Algorithm Deep Dive¶
How the duplicate detection pipeline finds every repeated phrase in a document in O(n) time — and why the naive approach doesn't scale.
For the high-level overview, see the Guide. For benchmark data, see Benchmarks.
The problem¶
Given a document of n words, find every phrase (sequence of consecutive words) that appears more than once. Report its text, frequency, and all occurrence positions.
Naive approach: Generate all n-grams for window sizes 2..50, count each in a hash map, filter duplicates. This is O(n × m) where m is the window size, and produces millions of candidates that must be deduplicated pairwise — an O(P²) step that took 178 seconds on the King James Bible.

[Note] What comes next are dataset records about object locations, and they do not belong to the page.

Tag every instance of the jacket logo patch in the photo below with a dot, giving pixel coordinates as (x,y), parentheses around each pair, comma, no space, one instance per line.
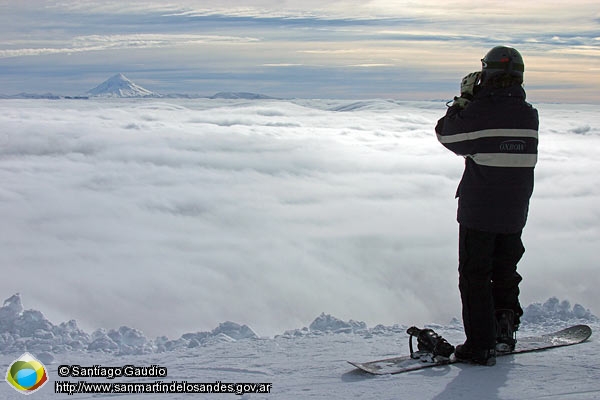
(513,146)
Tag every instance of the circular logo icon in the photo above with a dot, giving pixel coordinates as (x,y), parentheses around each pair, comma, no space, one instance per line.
(26,374)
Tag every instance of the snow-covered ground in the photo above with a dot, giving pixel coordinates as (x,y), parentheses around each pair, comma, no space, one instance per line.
(304,363)
(174,216)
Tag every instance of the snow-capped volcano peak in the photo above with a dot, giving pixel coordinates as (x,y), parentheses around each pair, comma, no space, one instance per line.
(120,86)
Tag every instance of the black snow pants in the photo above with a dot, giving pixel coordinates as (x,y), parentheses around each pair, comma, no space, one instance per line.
(488,281)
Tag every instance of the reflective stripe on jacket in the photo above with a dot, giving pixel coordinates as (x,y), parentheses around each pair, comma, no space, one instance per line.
(497,133)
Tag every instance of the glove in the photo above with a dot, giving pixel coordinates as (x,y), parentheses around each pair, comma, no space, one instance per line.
(467,85)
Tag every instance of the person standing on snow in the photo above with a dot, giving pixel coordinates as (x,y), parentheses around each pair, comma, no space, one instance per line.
(496,130)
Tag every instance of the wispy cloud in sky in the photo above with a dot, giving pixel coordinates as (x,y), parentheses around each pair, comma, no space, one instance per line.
(406,49)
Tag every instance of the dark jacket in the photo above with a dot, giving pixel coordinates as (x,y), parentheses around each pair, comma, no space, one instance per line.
(497,133)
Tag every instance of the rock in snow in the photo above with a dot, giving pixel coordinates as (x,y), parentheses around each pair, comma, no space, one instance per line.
(28,330)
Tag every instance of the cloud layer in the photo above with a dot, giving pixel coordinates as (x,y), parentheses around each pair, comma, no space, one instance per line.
(172,217)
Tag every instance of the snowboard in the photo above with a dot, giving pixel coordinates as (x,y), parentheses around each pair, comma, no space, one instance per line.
(397,365)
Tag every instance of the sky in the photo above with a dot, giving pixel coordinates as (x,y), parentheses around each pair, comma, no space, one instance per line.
(311,49)
(172,216)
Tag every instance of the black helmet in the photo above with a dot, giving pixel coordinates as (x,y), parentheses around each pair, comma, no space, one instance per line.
(502,60)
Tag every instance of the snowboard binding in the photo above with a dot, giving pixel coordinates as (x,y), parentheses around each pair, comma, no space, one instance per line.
(431,346)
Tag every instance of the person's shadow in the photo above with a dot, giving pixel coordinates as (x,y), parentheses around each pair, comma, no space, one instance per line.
(478,382)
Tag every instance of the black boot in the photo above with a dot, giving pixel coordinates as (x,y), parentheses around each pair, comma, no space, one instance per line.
(430,342)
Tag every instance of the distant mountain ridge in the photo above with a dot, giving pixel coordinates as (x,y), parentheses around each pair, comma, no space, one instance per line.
(120,86)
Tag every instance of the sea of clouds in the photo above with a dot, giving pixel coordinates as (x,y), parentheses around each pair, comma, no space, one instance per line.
(174,216)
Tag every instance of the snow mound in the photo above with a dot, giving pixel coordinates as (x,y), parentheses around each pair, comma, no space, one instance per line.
(120,86)
(28,330)
(555,310)
(240,95)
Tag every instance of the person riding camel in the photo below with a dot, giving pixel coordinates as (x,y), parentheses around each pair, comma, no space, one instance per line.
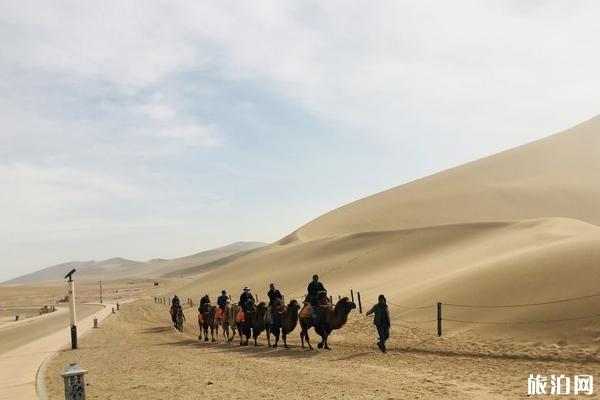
(244,298)
(222,302)
(275,302)
(314,288)
(203,307)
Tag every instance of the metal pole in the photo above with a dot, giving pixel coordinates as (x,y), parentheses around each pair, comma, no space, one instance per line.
(359,303)
(439,317)
(73,314)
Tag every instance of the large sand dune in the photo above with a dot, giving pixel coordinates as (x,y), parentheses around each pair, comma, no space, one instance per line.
(518,227)
(120,268)
(553,177)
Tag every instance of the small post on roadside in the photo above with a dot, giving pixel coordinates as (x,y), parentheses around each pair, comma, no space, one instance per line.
(72,311)
(439,318)
(74,382)
(359,303)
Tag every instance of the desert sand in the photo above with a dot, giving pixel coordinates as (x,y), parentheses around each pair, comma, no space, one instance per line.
(148,359)
(510,245)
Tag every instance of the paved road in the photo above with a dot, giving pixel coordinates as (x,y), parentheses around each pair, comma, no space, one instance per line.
(30,330)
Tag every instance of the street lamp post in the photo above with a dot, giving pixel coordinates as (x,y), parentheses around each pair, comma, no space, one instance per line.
(73,314)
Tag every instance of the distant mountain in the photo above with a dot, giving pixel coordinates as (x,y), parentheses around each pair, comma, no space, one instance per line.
(119,268)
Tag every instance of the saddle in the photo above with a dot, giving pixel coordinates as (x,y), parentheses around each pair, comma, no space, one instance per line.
(240,317)
(278,309)
(305,312)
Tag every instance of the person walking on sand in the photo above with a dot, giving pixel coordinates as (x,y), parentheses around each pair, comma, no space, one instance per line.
(381,321)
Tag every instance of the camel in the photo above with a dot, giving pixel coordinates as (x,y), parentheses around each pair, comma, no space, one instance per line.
(254,321)
(328,319)
(228,321)
(284,323)
(207,320)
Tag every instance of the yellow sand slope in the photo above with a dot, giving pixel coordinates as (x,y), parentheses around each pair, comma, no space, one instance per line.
(517,227)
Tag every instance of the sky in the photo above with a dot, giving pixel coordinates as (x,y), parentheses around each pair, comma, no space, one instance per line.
(147,129)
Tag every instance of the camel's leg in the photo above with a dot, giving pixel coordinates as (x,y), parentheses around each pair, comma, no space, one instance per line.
(325,345)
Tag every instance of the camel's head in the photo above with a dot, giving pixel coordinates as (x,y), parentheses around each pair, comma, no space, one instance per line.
(345,304)
(294,306)
(322,295)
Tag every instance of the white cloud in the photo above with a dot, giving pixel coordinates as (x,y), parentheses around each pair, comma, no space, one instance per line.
(158,112)
(38,198)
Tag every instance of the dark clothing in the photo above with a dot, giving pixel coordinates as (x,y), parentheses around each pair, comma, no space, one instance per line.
(382,322)
(382,314)
(204,303)
(222,300)
(384,334)
(274,297)
(313,290)
(244,300)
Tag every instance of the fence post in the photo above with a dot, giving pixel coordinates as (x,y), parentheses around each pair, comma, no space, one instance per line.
(439,319)
(359,303)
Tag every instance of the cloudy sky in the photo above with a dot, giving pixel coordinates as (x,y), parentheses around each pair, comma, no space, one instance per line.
(157,129)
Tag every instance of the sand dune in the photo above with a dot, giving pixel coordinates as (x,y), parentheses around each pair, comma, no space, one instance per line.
(120,268)
(517,227)
(553,177)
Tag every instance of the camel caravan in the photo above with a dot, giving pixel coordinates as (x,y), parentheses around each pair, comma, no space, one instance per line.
(248,319)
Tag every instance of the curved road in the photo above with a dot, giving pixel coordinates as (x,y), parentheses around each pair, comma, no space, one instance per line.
(17,335)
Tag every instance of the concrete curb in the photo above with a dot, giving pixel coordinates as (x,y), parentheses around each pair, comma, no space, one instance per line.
(40,385)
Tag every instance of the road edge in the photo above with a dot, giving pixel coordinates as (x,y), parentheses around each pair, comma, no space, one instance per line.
(40,385)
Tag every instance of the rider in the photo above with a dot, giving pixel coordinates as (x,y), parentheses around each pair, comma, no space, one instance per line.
(244,297)
(203,307)
(222,301)
(275,300)
(313,291)
(178,309)
(174,305)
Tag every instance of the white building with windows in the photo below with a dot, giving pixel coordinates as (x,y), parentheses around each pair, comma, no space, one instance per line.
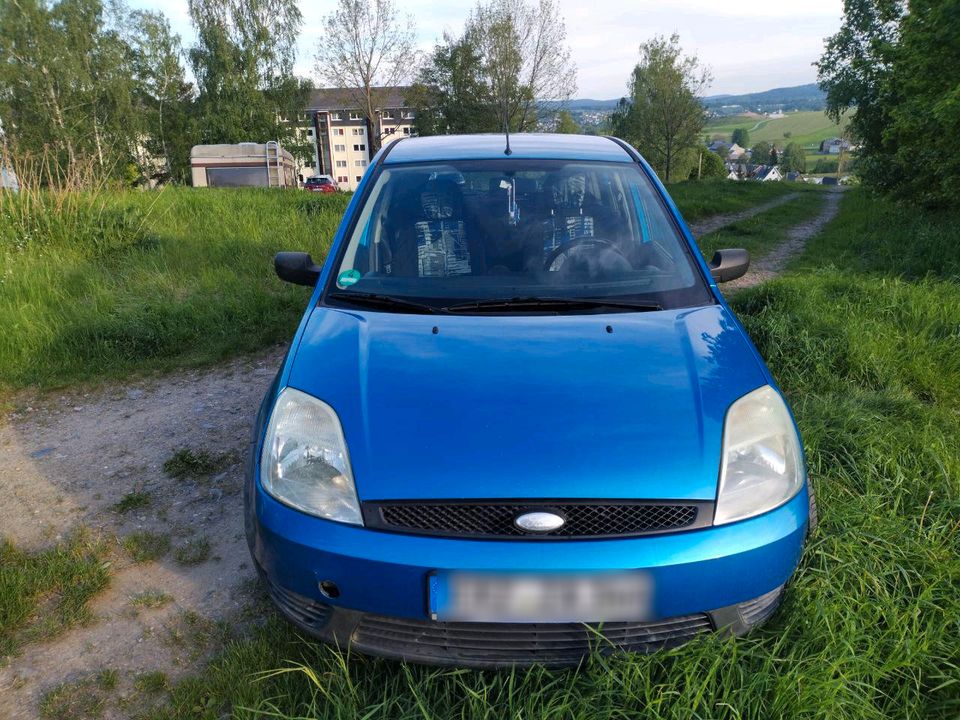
(338,133)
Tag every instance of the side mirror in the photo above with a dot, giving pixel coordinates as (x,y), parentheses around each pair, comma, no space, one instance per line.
(729,264)
(297,268)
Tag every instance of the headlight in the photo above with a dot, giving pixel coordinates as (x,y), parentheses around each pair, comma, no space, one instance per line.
(305,463)
(761,466)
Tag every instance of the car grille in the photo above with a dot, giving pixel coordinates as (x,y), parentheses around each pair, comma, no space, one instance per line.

Our approach: Build a suffix array and LCP array (both O(n)), walk the LCP array once to discover only the phrases that actually repeat, then deduplicate with an Aho-Corasick automaton. Total: 1.26 seconds on the same text — a 166× speedup.
Pipeline overview¶
Input Text (UTF-8)
│
▼
┌─────────────────────────────────────┐
│ 1. Suffix Array (SA-IS) O(n) │
│ 2. LCP Array (Kasai) O(n) │
└─────────────────────────────────────┘
│
▼
┌─────────────────────────────────────┐
│ 3. Boundary Precomputation O(n) │
│ word starts, ends, sentences │
└─────────────────────────────────────┘
│
▼
┌─────────────────────────────────────┐
│ 4. LCP Walk O(n × w) │
│ phrase discovery at boundaries │
└─────────────────────────────────────┘
│
▼
┌─────────────────────────────────────┐
│ 5. Aho-Corasick Dedup O(P × L) │
│ 6. Interval Merging O(P log P) │
│ 7. Block Detection (opt.) O(n) │
└─────────────────────────────────────┘
│
▼
┌─────────────────────────────────────┐
│ 8. Byte → UTF-16 Conversion O(n) │
└─────────────────────────────────────┘
│
▼
Vec<PhraseResult>
Where n = text length in bytes, w = max phrase length in words, P = distinct phrase count, L = average phrase length.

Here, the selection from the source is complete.